Boris Johnson “gets it now” on Ballymurphy, the Taoiseach said after returning from talks with the British Prime Minster at Chequers.
On the Ballymurphy situation, I think he does understand it now, and is fully appraised of the situation,” said Micheal Martin at Government Buildings.
“We had a good discussion on that, on a one-to-one basis. And on the needs of the families and their sense of the long journey to justice,” Mr Martin told journalists.
The Taoiseach said the families of the people gunned down by British soldiers had undergone a long journey to vindicate their relatives who were killed and who were always entirely innocent of any wrongdoing.
“So he fully gets that and he is fully appraised of it, I think it’s something that he perhaps will deal with in his way and in his own time.”
The comments raise the prospect of a new apology by Mr Johnson, possibly before the House of Commons, which was addressed only by the Northern Secretary, Brandon Lewis.
These was also anger among relatives over a letter Mr Johnson sent to the solicitor for the families, acknowledging the innocence of the ten who died, but referring to the “events” of August 1971.
The Taoiseach is to meet the British Prime Minister again in the summer after their meeting at Chequers, it has emerged.

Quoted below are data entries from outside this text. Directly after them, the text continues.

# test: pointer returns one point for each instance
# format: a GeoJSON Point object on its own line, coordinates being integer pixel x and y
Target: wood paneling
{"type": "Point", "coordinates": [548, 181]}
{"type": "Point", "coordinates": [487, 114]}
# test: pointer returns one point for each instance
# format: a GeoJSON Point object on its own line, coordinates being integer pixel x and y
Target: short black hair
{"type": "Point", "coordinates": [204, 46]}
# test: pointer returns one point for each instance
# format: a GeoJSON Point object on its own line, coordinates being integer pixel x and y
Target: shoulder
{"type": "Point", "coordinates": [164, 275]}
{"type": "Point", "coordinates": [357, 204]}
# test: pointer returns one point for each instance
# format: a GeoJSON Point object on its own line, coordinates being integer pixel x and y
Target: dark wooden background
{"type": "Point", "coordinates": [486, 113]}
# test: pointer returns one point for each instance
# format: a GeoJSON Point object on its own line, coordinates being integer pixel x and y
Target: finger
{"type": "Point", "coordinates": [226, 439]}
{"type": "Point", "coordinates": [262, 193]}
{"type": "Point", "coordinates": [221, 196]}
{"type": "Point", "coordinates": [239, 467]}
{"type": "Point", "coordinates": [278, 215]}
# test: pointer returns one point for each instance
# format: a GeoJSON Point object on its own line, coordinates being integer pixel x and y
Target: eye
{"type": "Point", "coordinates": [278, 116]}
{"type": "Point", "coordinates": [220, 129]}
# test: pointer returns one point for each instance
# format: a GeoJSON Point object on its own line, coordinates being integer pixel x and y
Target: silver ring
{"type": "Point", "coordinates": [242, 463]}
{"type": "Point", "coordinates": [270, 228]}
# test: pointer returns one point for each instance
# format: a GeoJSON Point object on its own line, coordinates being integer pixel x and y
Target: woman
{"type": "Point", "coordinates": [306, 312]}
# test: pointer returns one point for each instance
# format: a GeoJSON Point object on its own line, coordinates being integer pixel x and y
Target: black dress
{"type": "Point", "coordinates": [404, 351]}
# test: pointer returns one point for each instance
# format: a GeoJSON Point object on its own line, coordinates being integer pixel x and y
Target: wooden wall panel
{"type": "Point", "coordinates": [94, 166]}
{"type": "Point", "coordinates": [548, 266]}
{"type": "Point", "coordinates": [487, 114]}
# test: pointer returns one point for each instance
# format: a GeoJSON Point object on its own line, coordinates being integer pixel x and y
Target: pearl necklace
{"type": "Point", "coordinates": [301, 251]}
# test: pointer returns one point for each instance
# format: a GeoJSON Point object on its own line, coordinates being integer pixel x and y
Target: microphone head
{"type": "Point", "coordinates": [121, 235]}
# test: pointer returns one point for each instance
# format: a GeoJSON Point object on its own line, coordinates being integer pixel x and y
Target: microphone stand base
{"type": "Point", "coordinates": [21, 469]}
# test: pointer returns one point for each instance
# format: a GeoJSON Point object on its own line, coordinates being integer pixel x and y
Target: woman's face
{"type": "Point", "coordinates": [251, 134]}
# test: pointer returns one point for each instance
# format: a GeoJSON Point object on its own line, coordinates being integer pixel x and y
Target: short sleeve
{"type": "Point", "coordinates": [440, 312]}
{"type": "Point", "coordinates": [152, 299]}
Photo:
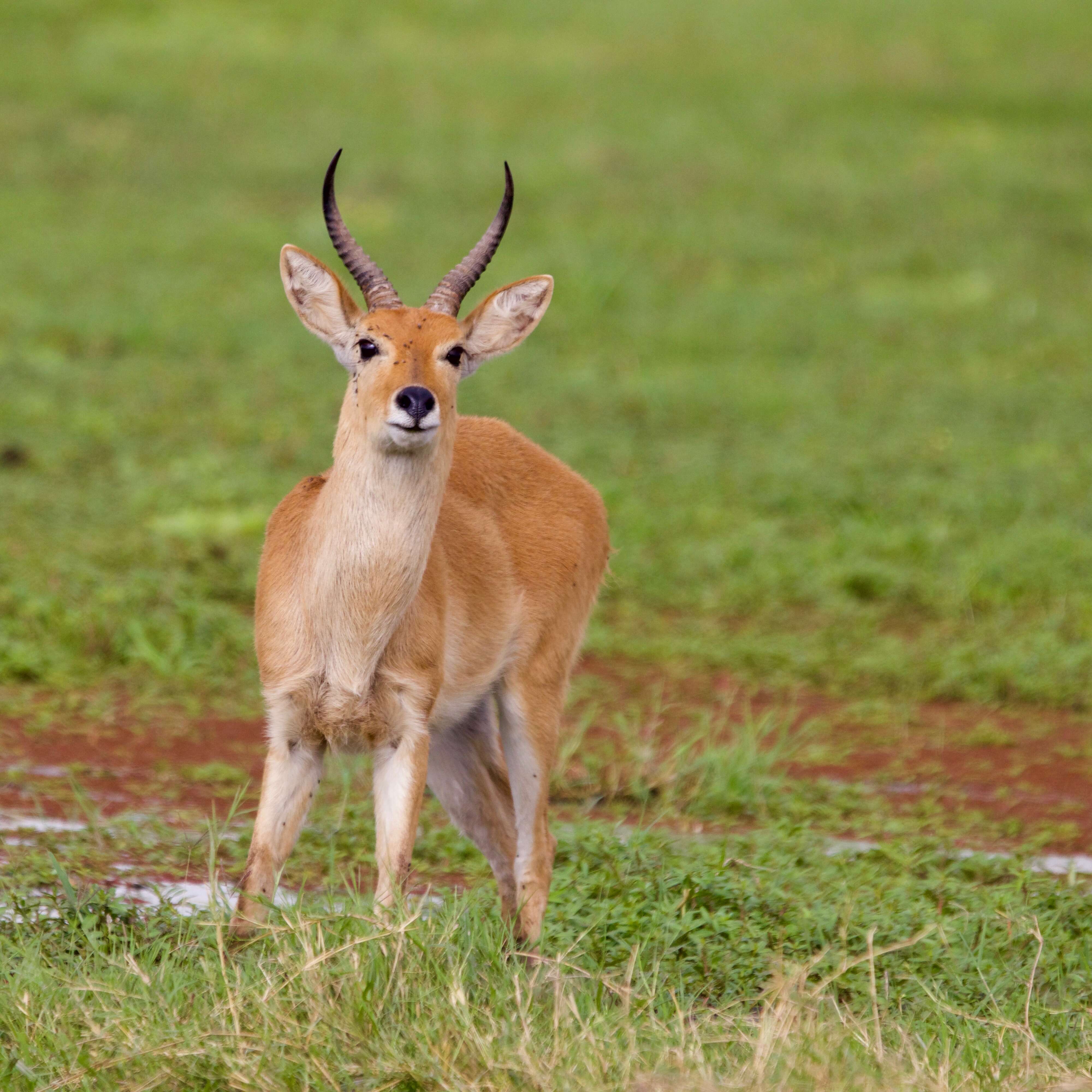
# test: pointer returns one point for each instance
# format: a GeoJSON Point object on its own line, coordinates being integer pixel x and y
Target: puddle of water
{"type": "Point", "coordinates": [1057, 864]}
{"type": "Point", "coordinates": [41, 824]}
{"type": "Point", "coordinates": [39, 771]}
{"type": "Point", "coordinates": [187, 897]}
{"type": "Point", "coordinates": [837, 846]}
{"type": "Point", "coordinates": [1061, 865]}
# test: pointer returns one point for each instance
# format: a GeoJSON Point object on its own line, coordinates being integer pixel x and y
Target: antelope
{"type": "Point", "coordinates": [428, 596]}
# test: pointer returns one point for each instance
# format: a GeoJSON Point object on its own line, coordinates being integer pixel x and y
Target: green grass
{"type": "Point", "coordinates": [821, 334]}
{"type": "Point", "coordinates": [744, 963]}
{"type": "Point", "coordinates": [821, 338]}
{"type": "Point", "coordinates": [733, 957]}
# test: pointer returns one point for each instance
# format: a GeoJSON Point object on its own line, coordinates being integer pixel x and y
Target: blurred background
{"type": "Point", "coordinates": [821, 334]}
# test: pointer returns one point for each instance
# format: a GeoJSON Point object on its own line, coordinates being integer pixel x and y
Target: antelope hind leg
{"type": "Point", "coordinates": [530, 725]}
{"type": "Point", "coordinates": [398, 788]}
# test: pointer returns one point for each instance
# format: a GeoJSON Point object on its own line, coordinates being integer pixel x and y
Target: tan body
{"type": "Point", "coordinates": [424, 598]}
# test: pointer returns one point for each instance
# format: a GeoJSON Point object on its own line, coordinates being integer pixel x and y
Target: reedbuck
{"type": "Point", "coordinates": [426, 597]}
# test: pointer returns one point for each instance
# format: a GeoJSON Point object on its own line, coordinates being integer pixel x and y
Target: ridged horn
{"type": "Point", "coordinates": [378, 292]}
{"type": "Point", "coordinates": [453, 290]}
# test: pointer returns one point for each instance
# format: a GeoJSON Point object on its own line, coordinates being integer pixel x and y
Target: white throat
{"type": "Point", "coordinates": [375, 519]}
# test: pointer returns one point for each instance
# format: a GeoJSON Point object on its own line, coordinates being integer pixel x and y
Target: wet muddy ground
{"type": "Point", "coordinates": [1017, 766]}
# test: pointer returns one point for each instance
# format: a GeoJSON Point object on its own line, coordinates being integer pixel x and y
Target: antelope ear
{"type": "Point", "coordinates": [504, 319]}
{"type": "Point", "coordinates": [322, 302]}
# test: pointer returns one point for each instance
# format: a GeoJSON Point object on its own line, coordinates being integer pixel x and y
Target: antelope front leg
{"type": "Point", "coordinates": [400, 770]}
{"type": "Point", "coordinates": [530, 723]}
{"type": "Point", "coordinates": [293, 771]}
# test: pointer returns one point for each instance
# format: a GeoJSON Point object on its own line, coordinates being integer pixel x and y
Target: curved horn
{"type": "Point", "coordinates": [452, 291]}
{"type": "Point", "coordinates": [378, 292]}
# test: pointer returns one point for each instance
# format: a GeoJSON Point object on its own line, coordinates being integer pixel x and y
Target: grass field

The two men discussed the Northern Ireland protocol, the broader British-Irish relationship, Brexit and European issues.
Whether the DUP leadership was discussed neither man would say, but the Taoiseach emphasised the strong and abiding ties between the two nations and doing as much as possible to maintain them in the aftermath of the UK withdrawal from the European Union The two leaders also discussed the Covid-19 response.
“Discussions focused on ways the two Governments can continue to work together to support all the institutions of the Good Friday Agreement and promote peace and prosperity on both a North-South and East-West basis, said an official statement from the Taoiseach’s office.

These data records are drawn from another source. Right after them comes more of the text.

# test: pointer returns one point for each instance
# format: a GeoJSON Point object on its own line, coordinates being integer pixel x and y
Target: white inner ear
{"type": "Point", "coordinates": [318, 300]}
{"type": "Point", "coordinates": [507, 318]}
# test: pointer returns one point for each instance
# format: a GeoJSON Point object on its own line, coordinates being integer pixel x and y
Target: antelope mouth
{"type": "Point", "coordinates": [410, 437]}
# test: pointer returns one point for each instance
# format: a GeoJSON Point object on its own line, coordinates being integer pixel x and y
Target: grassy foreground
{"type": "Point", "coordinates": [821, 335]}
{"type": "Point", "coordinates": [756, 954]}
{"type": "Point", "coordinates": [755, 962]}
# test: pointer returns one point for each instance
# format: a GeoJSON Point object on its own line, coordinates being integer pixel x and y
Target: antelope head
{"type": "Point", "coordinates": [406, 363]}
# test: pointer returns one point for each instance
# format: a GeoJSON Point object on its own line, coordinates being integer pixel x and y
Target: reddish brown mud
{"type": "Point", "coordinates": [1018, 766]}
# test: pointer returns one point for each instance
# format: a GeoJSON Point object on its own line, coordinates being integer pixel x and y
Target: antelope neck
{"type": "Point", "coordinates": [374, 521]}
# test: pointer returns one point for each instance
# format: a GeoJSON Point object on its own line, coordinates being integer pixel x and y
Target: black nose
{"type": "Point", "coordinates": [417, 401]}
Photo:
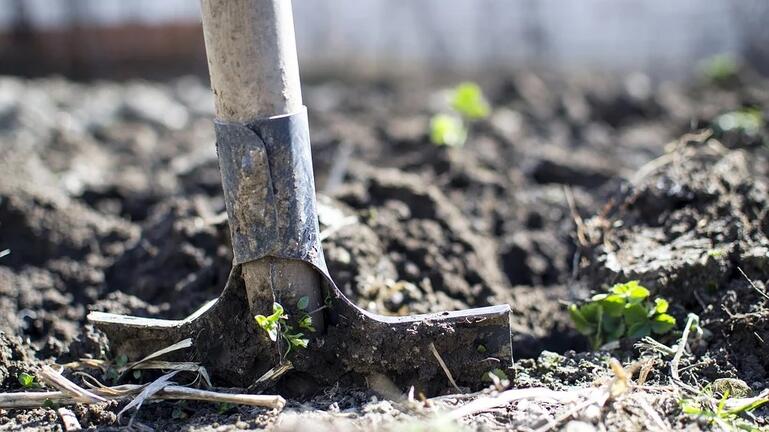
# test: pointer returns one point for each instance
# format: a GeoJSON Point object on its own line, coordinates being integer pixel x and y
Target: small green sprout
{"type": "Point", "coordinates": [724, 417]}
{"type": "Point", "coordinates": [467, 104]}
{"type": "Point", "coordinates": [497, 373]}
{"type": "Point", "coordinates": [303, 303]}
{"type": "Point", "coordinates": [467, 99]}
{"type": "Point", "coordinates": [448, 130]}
{"type": "Point", "coordinates": [27, 381]}
{"type": "Point", "coordinates": [277, 324]}
{"type": "Point", "coordinates": [720, 69]}
{"type": "Point", "coordinates": [623, 312]}
{"type": "Point", "coordinates": [271, 324]}
{"type": "Point", "coordinates": [748, 121]}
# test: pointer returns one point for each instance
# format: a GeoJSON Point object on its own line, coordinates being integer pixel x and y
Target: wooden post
{"type": "Point", "coordinates": [252, 61]}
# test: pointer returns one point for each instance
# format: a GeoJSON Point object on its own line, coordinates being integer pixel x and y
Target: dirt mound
{"type": "Point", "coordinates": [692, 226]}
{"type": "Point", "coordinates": [111, 200]}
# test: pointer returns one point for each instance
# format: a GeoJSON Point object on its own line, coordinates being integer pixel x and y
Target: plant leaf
{"type": "Point", "coordinates": [613, 305]}
{"type": "Point", "coordinates": [303, 303]}
{"type": "Point", "coordinates": [447, 130]}
{"type": "Point", "coordinates": [468, 100]}
{"type": "Point", "coordinates": [634, 314]}
{"type": "Point", "coordinates": [580, 323]}
{"type": "Point", "coordinates": [613, 328]}
{"type": "Point", "coordinates": [26, 380]}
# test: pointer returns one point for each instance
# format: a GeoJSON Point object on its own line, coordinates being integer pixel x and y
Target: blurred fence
{"type": "Point", "coordinates": [384, 37]}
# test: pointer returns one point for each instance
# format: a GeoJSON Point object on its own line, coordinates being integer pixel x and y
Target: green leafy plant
{"type": "Point", "coordinates": [467, 99]}
{"type": "Point", "coordinates": [277, 325]}
{"type": "Point", "coordinates": [625, 311]}
{"type": "Point", "coordinates": [720, 414]}
{"type": "Point", "coordinates": [720, 69]}
{"type": "Point", "coordinates": [748, 121]}
{"type": "Point", "coordinates": [467, 104]}
{"type": "Point", "coordinates": [447, 129]}
{"type": "Point", "coordinates": [28, 381]}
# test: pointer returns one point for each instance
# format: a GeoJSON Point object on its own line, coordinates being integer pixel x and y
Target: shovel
{"type": "Point", "coordinates": [264, 157]}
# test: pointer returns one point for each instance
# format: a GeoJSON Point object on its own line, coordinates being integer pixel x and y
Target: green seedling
{"type": "Point", "coordinates": [623, 312]}
{"type": "Point", "coordinates": [720, 415]}
{"type": "Point", "coordinates": [720, 69]}
{"type": "Point", "coordinates": [28, 381]}
{"type": "Point", "coordinates": [466, 104]}
{"type": "Point", "coordinates": [748, 121]}
{"type": "Point", "coordinates": [468, 100]}
{"type": "Point", "coordinates": [448, 130]}
{"type": "Point", "coordinates": [277, 325]}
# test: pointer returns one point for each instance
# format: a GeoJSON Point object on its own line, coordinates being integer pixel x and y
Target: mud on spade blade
{"type": "Point", "coordinates": [269, 191]}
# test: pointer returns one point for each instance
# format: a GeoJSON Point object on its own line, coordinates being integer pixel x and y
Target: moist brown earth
{"type": "Point", "coordinates": [110, 200]}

“The two leaders, in particular, discussed the long journey of the Ballymurphy families for justice to vindicate the innocence of their loved ones.
“They also discussed British-Irish relations, and both are ambitious for the development of the next phase of the bilateral relationship framed around a number of areas of common interest.
“Thy agreed to remain in close touch over the coming weeks. “
Following the meeting at the Prime Minister’s official country residence, Mr Martin tweeted: “Wide-ranging & constructive discussions with @BorisJohnson today on British-Irish relations, including the long struggle for justice by the Ballymurphy families.
“We also reaffirmed both governments’ commitment to the Good Friday Agreement and its institutions.”
For his part, Boris Johnson said he had held “good discussions” with Mr Martin
“We are both committed to the Belfast/Good Friday Agreement and to addressing the legacy of the Troubles to deliver a brighter future for everyone in Northern Ireland,” he tweeted.
On Tuesday in Belfast, coroner Mrs Justice Keegan ruled that those who died at Ballymurphy 50 years ago were “entirely innocent”.
She found that nine of the 10 had been killed by soldiers, and the use of lethal force was not justified.
Mr Martin did not comment on the UK Government’s reported plan to introduce legislation to prevent further prosecutions for crimes committed in the Troubles.
But the matter is understood to have been discussed at Chequers, with the Taoiseach conveying the Government’s deep misgivings and displeasure at the unilateral move, which Mr Martin earlier this week suggested was “a breach of trust.”